Читать книгу Computational Statistics in Data Science - Группа авторов - Страница 42
2.2 Python
ОглавлениеCreated by Guido van Rossum and released in 1991, Python is a hugely popular programming language [4]. Python features readable code, an interactive workflow, and an object‐oriented design. Python's architecture affords rapid application development from prototyping to production. Additionally, many tools integrate nicely with Python, facilitating complex workflows. Python also possesses speed, as most of its high‐performance libraries are implemented in C/C.
Python's core distribution lacks statistical features, prompting developers to create supplementary libraries. Below, we detail four well‐supported statistical and mathematical libraries: NumPy [5], SciPy [6], Pandas [7], and Statsmodels [8].
NumPy is a general and fundamental package for scientific computing [5]. NumPy provides functions for operations on large arrays and matrices, optimized for speed via a C implementation. The package features a dense, homogeneous array called ndarray. ndarray provides computational efficiency and flexibility. Developers consider NumPy a low‐level tool as only foundational functions are available. To enhance capabilities, other statistical libraries and packages use NumPy to provide richer features.

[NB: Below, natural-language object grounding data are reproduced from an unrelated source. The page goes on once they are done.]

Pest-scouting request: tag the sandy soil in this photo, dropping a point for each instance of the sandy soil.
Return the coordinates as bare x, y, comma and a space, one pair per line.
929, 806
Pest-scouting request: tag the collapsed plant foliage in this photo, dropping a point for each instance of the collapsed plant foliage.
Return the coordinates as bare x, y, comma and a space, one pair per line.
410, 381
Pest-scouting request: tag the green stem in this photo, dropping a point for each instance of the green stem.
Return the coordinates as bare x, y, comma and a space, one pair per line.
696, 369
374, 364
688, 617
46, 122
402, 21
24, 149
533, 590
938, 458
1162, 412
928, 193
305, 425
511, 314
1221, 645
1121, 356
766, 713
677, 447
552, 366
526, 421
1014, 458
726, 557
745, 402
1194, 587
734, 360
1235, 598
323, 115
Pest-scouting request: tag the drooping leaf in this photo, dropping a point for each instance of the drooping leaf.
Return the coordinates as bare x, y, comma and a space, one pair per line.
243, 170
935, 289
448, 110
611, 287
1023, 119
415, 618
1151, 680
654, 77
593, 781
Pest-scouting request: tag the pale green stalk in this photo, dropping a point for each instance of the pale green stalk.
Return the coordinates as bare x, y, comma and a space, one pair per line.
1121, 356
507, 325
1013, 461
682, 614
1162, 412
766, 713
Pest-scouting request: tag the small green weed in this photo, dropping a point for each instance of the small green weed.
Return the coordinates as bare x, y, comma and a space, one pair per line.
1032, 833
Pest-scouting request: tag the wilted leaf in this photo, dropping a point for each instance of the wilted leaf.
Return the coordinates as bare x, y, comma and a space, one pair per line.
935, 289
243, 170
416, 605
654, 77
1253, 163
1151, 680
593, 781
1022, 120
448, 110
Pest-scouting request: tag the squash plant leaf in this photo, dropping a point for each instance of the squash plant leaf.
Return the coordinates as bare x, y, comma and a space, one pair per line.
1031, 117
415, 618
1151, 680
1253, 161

One widely used higher level package, SciPy, employs NumPy to enable engineering and data science [6]. SciPy contains modules addressing standard problems in scientific computing, such as mathematical integration, linear algebra, optimization, statistics, clustering, image, and signal processing.
Another higher level Python package built upon NumPy, Pandas, is designed particularly for data analysis, providing standard models and cohesive frameworks [7]. Pandas implements a data type named DataFrame – a concept similar to the data.frame object in R. DataFrame's structure features efficient methods for data sorting, splicing, merging, grouping, and indexing. Pandas implements robust input/output tools – supporting flat files, Excel files, databases, and HDF files. Additionally, Pandas provides visualization methods via Matplotlib [9].
Lastly, the package Statsmodels facilitates data exploration, estimation, and statistical testing [8]. Built at even a higher level than the other packages discussed, Statsmodels employs NumPy, SciPy, Pandas, and Matplotlib. Many statistical models exist, such as linear regression, generalized linear models, probability distributions, and time series. See http://www.statsmodels.org/stable/index.html for the full feature list.
In addition to the four libraries discussed above, Python features numerous other bespoke packages for a particular task. For ML, the TensorFlow and PyTorch packages are widely used, and for Bayesian inference, Pyro and NumPyro are becoming popular (see more on these packages in Section 4). For big data computations, PySpark provides scalable tools to handle memory and computation time issues. For advanced data visualization, pyplot, seaborn, and plotnine may be worth adopting for a Python‐inclined data scientist.
Python's easy‐to‐learn syntax, speed, and versatility make it a favorite among programmers. Moreover, the packages listed above transform Python into a well‐developed vehicle for data science. We see Python's popularity only increasing in the future. Some believe that Python will eventually eliminate the need for R. However, we feel that the immediate future lies in a Python + R paradigm. Thus, R users may well consider exploring what Python offers as the languages have complementary features.